Hi, thank you for your interest in our work!

Is the Blinn-Phong model more suitable for representing the shadow than the other models?

In this aspect, they are essentially the same. Both the Blinn-Phong model and other models, like the rendering function, require occlusion information (for example, the occlusion term in GS-IR) for training. This occlusion term is trained alongside the parameters of the lighting model. We chose the Blinn-Phong model for its simplicity and explicitness, which enhances its generalization ability, especially in out-of-distribution (OOD) scenarios.

In algorithm 1, you mentioned about the shadow coefficient phi. What is this coefficient called in other equations, since I cannot find phi in the rest of the paper.

Sorry for the confusion. The shadow coefficient $\phi$ is a factor applied to the light intensity $T_i^\text{light}$.

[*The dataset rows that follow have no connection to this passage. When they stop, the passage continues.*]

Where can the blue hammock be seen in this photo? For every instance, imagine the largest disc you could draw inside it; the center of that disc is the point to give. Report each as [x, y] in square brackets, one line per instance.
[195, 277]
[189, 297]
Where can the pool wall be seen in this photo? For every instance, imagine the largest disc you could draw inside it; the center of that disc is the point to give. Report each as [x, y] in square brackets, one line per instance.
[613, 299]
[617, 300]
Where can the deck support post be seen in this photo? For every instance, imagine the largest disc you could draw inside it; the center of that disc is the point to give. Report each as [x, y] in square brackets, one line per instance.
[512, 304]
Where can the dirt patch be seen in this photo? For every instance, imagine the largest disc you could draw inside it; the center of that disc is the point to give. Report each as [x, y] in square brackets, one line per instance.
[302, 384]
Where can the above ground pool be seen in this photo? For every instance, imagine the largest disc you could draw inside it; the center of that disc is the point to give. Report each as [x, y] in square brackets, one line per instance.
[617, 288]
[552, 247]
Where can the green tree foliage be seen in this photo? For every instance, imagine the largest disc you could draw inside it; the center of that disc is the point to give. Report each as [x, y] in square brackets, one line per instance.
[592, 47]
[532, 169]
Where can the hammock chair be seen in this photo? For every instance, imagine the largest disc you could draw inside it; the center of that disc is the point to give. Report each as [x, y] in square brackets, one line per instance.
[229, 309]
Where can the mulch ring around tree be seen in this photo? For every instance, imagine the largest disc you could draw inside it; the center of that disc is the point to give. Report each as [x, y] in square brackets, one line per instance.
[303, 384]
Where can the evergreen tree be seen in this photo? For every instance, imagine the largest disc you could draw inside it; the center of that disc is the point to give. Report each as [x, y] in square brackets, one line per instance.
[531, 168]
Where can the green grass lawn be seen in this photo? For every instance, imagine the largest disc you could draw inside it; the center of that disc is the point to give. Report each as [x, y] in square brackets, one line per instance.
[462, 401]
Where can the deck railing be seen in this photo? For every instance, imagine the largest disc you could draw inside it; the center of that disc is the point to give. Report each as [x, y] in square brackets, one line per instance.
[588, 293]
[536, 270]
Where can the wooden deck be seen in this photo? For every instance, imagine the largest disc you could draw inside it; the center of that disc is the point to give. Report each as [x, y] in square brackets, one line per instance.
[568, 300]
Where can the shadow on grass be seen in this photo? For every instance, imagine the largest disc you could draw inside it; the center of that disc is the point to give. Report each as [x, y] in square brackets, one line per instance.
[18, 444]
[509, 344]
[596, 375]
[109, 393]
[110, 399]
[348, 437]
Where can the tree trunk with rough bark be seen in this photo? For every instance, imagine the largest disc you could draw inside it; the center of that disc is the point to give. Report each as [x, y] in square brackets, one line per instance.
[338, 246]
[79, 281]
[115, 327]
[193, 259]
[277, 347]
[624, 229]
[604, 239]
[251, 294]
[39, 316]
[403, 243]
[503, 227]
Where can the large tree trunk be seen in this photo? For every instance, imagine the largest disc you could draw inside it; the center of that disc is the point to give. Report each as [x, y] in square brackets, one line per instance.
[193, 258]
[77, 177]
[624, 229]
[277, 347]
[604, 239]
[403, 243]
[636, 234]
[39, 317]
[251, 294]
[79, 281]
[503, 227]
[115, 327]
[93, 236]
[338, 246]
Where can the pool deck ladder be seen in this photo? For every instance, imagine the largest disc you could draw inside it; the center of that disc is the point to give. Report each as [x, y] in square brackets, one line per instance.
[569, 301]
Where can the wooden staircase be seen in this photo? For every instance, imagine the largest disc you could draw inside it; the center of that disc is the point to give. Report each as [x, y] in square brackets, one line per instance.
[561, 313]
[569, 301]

Similar to the idea of camera-to-point accumulated transmittance in 3DGS, our light intensity defines the accumulated transmittance of light intensity along the light-to-point ray, thus is influenced by the magnitude of the opacities. To facilitate learning and convergence, we added a coefficient $\phi$ to this term, referred to as the shadow coefficient. Thus the shadow computing equation (Eq.4) should be updated as:

$$ L_p = k_aI_a + \phi Ti^\text{light} \times \sum\limits{m \in \text{lights}} (k_dI_d + k_sI_s). $$

Let me know if you have other questions.

KhanhNgoDuy commented 1 month ago

Thank you for your response. If this is the case, then the shadow coefficient will be a global term, instead of being an attribute of the Gaussian right?